Colpo alla mafia cinese degli autotrasporti: 33 arresti

di Paolo Nencioni. Pubblicato su Il Tirreno il 18 gennaio 2018.

L’inchiesta della Direzione distrettuale antimafia di Firenze ha individuato un gruppo criminale che aveva imposto il monopolio nella movimentazione delle merci. Imprenditori in processione dal capo in un ristorante di Prato.

PRATO. E’ la mafia cinese degli autotrasporti l’obbiettivo di una vasta operazione di polizia che ha preso il via da Prato all’alba di oggi, 18 gennaio, all’esito di un’inchiesta della Direzione distrettuale antimafia di Firenze iniziata nel 2011. Oltre cento poliziotti sono usciti dalla Questura prima che facesse giorno per eseguire 33 ordinanze di custodia firmate dal gip di Firenze su un totale di circa 90 indagati. Alcuni arresti sono stati fatti anche in Francia e Spagna.

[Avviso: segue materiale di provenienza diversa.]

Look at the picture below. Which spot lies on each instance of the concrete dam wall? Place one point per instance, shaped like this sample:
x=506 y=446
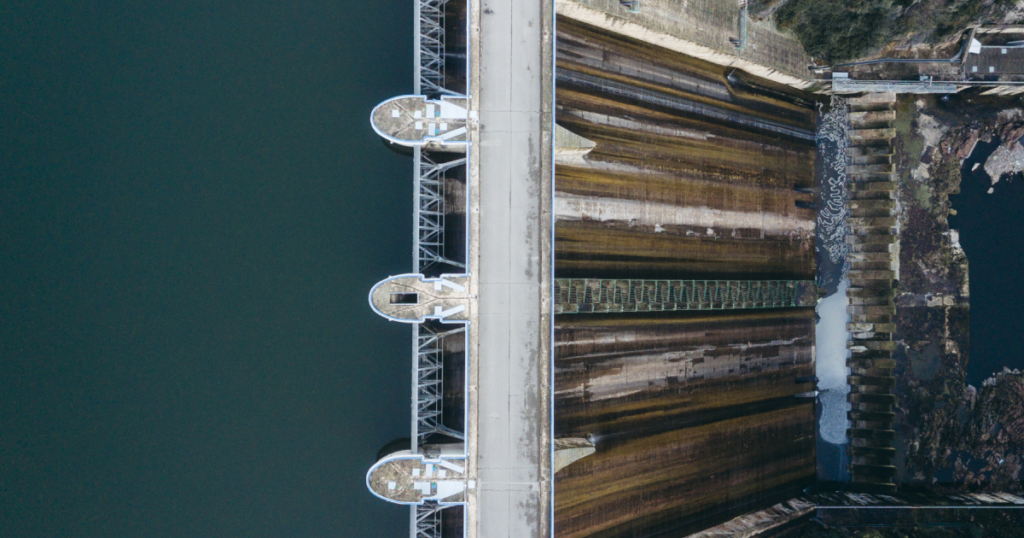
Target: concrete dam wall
x=670 y=191
x=679 y=169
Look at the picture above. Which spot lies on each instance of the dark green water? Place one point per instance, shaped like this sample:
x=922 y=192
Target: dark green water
x=989 y=228
x=193 y=208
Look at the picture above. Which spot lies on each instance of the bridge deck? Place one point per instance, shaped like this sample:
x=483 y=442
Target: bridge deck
x=510 y=181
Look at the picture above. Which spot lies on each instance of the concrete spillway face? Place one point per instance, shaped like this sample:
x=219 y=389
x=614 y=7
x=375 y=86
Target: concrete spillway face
x=569 y=145
x=570 y=450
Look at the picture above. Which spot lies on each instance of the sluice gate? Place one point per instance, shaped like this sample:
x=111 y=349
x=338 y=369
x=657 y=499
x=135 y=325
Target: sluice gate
x=623 y=295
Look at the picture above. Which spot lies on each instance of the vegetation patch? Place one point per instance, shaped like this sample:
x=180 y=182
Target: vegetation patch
x=836 y=31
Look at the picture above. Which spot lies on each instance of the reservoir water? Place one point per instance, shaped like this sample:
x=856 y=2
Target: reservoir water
x=193 y=206
x=989 y=228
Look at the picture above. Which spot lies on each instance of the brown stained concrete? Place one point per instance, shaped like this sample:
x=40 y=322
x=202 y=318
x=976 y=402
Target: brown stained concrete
x=570 y=450
x=670 y=195
x=428 y=298
x=692 y=415
x=701 y=29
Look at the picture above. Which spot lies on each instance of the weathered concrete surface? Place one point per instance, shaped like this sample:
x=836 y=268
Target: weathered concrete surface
x=701 y=29
x=510 y=184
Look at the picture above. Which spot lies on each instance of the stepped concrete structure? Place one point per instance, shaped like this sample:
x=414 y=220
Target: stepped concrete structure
x=873 y=266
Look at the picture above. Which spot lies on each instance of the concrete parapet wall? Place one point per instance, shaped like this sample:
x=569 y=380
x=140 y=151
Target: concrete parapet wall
x=701 y=29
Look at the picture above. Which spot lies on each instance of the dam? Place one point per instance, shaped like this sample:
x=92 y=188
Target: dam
x=614 y=277
x=611 y=294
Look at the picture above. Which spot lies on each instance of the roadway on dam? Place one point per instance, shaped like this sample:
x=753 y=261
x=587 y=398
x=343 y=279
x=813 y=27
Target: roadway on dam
x=511 y=183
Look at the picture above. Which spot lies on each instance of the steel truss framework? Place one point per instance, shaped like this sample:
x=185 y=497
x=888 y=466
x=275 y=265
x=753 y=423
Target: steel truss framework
x=430 y=47
x=430 y=384
x=595 y=296
x=427 y=521
x=429 y=235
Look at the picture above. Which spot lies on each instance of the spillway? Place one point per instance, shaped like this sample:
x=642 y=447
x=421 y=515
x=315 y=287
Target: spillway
x=691 y=172
x=669 y=191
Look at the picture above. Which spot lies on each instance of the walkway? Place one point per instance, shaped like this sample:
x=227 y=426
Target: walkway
x=511 y=184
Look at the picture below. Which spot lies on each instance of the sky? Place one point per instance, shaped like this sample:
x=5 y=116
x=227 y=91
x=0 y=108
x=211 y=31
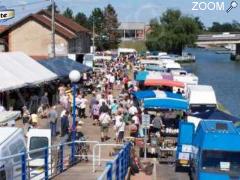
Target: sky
x=132 y=10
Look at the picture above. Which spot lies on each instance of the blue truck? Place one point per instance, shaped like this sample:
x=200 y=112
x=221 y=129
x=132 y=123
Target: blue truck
x=212 y=151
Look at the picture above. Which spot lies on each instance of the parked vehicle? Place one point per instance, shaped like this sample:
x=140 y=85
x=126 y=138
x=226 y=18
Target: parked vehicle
x=88 y=60
x=8 y=118
x=201 y=98
x=212 y=151
x=185 y=77
x=38 y=138
x=11 y=142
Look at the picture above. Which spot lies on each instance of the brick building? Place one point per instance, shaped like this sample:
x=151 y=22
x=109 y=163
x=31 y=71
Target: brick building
x=32 y=35
x=133 y=31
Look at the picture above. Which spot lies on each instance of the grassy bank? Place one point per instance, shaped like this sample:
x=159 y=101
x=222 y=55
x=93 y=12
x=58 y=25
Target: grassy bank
x=222 y=108
x=138 y=45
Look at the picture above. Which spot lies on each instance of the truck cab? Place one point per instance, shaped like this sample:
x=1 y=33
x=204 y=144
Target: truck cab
x=12 y=142
x=201 y=98
x=215 y=151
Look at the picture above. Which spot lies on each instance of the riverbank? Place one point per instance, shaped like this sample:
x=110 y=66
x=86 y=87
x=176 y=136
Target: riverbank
x=220 y=72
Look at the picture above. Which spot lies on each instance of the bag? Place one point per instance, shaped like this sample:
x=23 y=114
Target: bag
x=95 y=110
x=134 y=167
x=104 y=125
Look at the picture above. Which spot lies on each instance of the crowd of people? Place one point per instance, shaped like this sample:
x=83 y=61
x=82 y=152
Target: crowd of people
x=109 y=104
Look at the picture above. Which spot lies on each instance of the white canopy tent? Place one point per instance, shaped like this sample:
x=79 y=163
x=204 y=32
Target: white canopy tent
x=21 y=70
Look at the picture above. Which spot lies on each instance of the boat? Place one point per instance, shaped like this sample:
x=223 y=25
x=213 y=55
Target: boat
x=185 y=77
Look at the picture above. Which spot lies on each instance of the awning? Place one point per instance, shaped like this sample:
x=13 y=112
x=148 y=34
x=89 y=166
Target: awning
x=6 y=116
x=155 y=68
x=156 y=94
x=163 y=82
x=62 y=66
x=216 y=114
x=145 y=75
x=19 y=70
x=165 y=103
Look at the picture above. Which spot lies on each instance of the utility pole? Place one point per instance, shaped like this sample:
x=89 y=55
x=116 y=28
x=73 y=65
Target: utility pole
x=53 y=53
x=93 y=37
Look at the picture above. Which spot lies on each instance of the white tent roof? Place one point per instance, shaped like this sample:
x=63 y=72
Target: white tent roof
x=21 y=70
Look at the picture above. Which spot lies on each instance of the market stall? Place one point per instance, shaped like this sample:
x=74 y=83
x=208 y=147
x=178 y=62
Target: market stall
x=162 y=138
x=63 y=66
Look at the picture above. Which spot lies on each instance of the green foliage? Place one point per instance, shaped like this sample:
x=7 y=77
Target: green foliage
x=225 y=27
x=200 y=24
x=68 y=13
x=105 y=25
x=172 y=33
x=49 y=8
x=138 y=45
x=82 y=19
x=110 y=29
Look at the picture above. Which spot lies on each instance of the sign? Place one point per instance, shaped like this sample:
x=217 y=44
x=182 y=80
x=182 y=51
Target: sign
x=187 y=148
x=146 y=120
x=6 y=14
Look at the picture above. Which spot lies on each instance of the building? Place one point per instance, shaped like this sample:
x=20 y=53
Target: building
x=2 y=42
x=133 y=31
x=32 y=35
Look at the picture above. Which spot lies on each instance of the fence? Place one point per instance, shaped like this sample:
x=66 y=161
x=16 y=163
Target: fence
x=117 y=168
x=43 y=163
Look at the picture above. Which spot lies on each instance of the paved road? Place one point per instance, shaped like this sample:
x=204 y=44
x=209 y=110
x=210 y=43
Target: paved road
x=167 y=172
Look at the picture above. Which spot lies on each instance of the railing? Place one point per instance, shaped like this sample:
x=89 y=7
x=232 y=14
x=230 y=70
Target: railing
x=44 y=163
x=117 y=168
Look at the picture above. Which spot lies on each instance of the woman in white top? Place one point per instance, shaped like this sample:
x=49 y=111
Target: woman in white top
x=105 y=121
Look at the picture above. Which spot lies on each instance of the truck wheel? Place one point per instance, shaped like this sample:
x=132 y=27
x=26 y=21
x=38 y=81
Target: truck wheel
x=177 y=168
x=190 y=174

Al centro dell’inchiesta, avviata all’epoca dal sostituto procuratore antimafia Ettore Squillace, ora procuratore capo a Livorno, c’è un’associazione a delinquere di stampo mafioso composta da cinesi con base a Prato e Roma che avrebbero conquistato il monopolio dei trasporti della merce movimentata dai connazionali, imponendo le loro aziende. Chi rifiutava di sottostare alle imposizioni rischiava di fare una brutta fine, e in qualche caso l’ha fatta. Gli investigatori della squadra mobile di Prato, diretta da Francesco Nannucci, hanno indagato su più di un omicidio all’estero e in Italia. Fatti di sangue attribuiti all’organizzazione criminale, compreso un episodio accaduto nel 2002 a Prato. Secondo quanto trapela dagli investigatori, il gruppo criminale aveva la disponibilità di armi, come dimostra una sparatoria avvenuta nel marzo 2016 in via Roubaix a Prato, finita senza feriti.